For the next rebound, however, it'll likely be new technologies and green building that will help revive the building industry, so it's good to see so many magazine titles focusing on green building techniques and the large number of solar energy companies at the BIS Show.
And yet despite the best efforts to replace energy-hogging incandescent lightbulbs with florescent or even LED alternatives and to push Energy-Star compliant appliances whenever possible, it seems the insatiable appetite for larger, more impressive home theater systems may completely negate those gains.
Writing in the Wall Street Journal, Rebecca Smith warns that prices for the largest TV sets are dropping so fast that what can appear like a bargain today can quickly be eaten up by future power bills:
"What scares us is the prices for plasma sets are dropping so fast that people are saying, why get a 42-inch plasma set when you can get a 60-inch or 64-inch one," says Tom Reddoch, director of energy efficiency for the nonprofit Electric Power Research Institute's laboratory in Knoxville, Tenn., an independent organization that advises the utility sector. "They have no idea how much electricity these things consume."
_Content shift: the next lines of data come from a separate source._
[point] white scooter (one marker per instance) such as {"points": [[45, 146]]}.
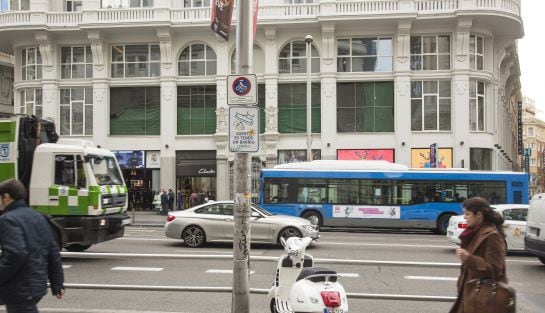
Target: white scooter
{"points": [[300, 287]]}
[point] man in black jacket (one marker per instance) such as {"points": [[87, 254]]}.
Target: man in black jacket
{"points": [[30, 256]]}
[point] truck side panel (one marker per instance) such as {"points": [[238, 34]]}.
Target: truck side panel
{"points": [[8, 168]]}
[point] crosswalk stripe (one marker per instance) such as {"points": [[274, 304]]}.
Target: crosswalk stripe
{"points": [[431, 278], [143, 269]]}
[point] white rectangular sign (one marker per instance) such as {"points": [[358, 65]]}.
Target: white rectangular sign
{"points": [[366, 211], [242, 89], [243, 128]]}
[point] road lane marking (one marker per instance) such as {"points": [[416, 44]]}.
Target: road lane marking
{"points": [[349, 275], [431, 278], [382, 245], [212, 271], [142, 269]]}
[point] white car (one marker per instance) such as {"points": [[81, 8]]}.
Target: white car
{"points": [[514, 215], [213, 221]]}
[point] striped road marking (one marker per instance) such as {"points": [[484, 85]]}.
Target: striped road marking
{"points": [[141, 269], [431, 278], [223, 272]]}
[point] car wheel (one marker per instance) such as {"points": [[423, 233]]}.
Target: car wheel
{"points": [[442, 224], [194, 236], [314, 217], [289, 232], [76, 247]]}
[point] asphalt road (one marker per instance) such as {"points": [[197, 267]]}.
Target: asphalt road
{"points": [[526, 274]]}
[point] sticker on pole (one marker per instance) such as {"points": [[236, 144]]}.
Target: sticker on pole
{"points": [[243, 129], [241, 89]]}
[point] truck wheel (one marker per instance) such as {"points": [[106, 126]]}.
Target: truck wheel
{"points": [[76, 247], [442, 224]]}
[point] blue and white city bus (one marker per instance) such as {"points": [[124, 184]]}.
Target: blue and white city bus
{"points": [[381, 194]]}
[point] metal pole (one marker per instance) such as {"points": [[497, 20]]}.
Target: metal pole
{"points": [[241, 237], [308, 40]]}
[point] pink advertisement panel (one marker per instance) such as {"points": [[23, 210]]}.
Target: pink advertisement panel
{"points": [[366, 154]]}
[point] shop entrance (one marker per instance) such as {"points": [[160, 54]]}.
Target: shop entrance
{"points": [[205, 188]]}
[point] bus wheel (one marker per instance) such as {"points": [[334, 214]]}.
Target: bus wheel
{"points": [[76, 247], [314, 217], [442, 224]]}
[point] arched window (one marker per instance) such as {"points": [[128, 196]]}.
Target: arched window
{"points": [[197, 60], [293, 58]]}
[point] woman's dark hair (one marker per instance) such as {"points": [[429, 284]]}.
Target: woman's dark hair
{"points": [[478, 204], [14, 188]]}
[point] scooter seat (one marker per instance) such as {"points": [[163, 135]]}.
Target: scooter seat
{"points": [[316, 271]]}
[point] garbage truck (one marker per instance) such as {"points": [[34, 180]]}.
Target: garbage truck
{"points": [[74, 182]]}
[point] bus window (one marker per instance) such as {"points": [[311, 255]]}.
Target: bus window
{"points": [[311, 190], [343, 191]]}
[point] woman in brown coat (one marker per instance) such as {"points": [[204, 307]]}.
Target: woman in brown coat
{"points": [[482, 248]]}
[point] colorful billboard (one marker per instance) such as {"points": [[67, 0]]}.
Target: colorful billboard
{"points": [[420, 158], [366, 154]]}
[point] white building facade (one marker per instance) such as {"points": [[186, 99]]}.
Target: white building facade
{"points": [[148, 78]]}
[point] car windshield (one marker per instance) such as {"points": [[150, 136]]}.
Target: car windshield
{"points": [[105, 170], [261, 210]]}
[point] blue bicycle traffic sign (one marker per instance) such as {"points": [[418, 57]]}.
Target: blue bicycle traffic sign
{"points": [[242, 89]]}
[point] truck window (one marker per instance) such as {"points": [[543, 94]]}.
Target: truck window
{"points": [[65, 173]]}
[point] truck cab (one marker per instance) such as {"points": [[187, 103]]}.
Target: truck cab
{"points": [[76, 183], [534, 241]]}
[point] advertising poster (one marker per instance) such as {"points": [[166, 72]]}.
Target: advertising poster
{"points": [[365, 211], [222, 14], [153, 159], [366, 154], [420, 158]]}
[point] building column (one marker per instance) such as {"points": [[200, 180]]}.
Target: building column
{"points": [[271, 99], [328, 94], [101, 90], [460, 95], [50, 85], [168, 110], [402, 93]]}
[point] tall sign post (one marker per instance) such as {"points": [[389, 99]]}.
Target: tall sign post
{"points": [[243, 120]]}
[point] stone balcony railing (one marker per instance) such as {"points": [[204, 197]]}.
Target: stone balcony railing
{"points": [[329, 9]]}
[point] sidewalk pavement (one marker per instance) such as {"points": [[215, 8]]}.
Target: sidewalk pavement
{"points": [[146, 218]]}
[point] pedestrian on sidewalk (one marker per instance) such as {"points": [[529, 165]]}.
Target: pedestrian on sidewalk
{"points": [[30, 255], [164, 202], [171, 197], [180, 200]]}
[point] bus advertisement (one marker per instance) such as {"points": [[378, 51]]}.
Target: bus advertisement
{"points": [[380, 194]]}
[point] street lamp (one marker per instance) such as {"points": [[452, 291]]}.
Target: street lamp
{"points": [[308, 40]]}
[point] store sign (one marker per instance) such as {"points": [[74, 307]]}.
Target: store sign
{"points": [[130, 158], [366, 154], [153, 159]]}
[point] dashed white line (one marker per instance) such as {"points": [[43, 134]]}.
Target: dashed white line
{"points": [[431, 278], [349, 275], [141, 269], [212, 271]]}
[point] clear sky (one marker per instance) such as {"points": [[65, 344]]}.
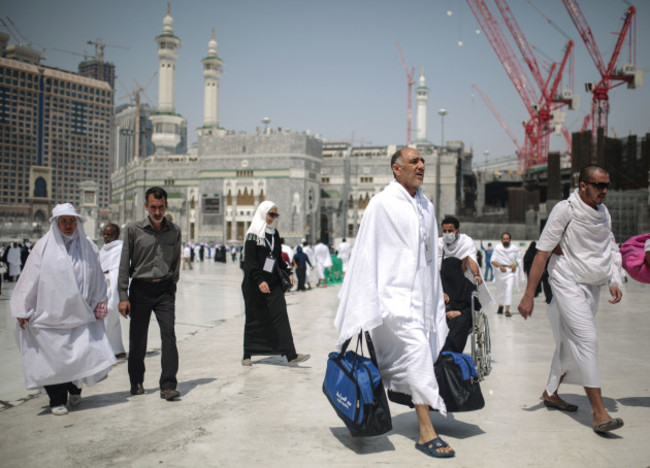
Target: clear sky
{"points": [[332, 66]]}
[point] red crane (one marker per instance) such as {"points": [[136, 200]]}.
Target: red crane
{"points": [[410, 82], [543, 108], [610, 77], [497, 115]]}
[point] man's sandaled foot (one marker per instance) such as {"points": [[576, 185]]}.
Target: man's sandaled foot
{"points": [[609, 425], [561, 405], [431, 448]]}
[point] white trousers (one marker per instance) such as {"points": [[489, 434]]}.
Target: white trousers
{"points": [[504, 282], [572, 314]]}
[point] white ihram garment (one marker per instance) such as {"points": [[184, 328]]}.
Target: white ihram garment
{"points": [[13, 259], [60, 286], [109, 257], [591, 259], [310, 255], [508, 280], [323, 259], [344, 251], [393, 288], [462, 248]]}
Doug Johnson, senior director of technology policy for the Consumer Electronics Association, says the industry is working to improve disclosure and energy efficiency. He says comparing television energy use to refrigerator energy use is "hackneyed," adding, "when was the last time the family gathered around the refrigerator to be entertained."
But consumers making an effort to go greener at home -- and who also want to ditch their bulky old TV set -- can be in a bit of a bind. The energy savings gleaned from swapping out incandescent light bulbs for energy-efficient compact fluorescent lights, for example, can easily be canceled out by the pileup in entertainment gear.
Currently, 11% to 13% of the average American household's electricity bill stems from consumer electronics. But that is projected to rise to 18% by 2015, according to the EPA, part of the Department of Energy.
So maybe as builders promote their own green building initiatives it'd also be useful to model more energy-efficient home theater systems (like using LCDs instead of plasmas), because all it takes is some 16-year-old know-it-all to suggest that marketing "green" may be little more than a simple gimmick.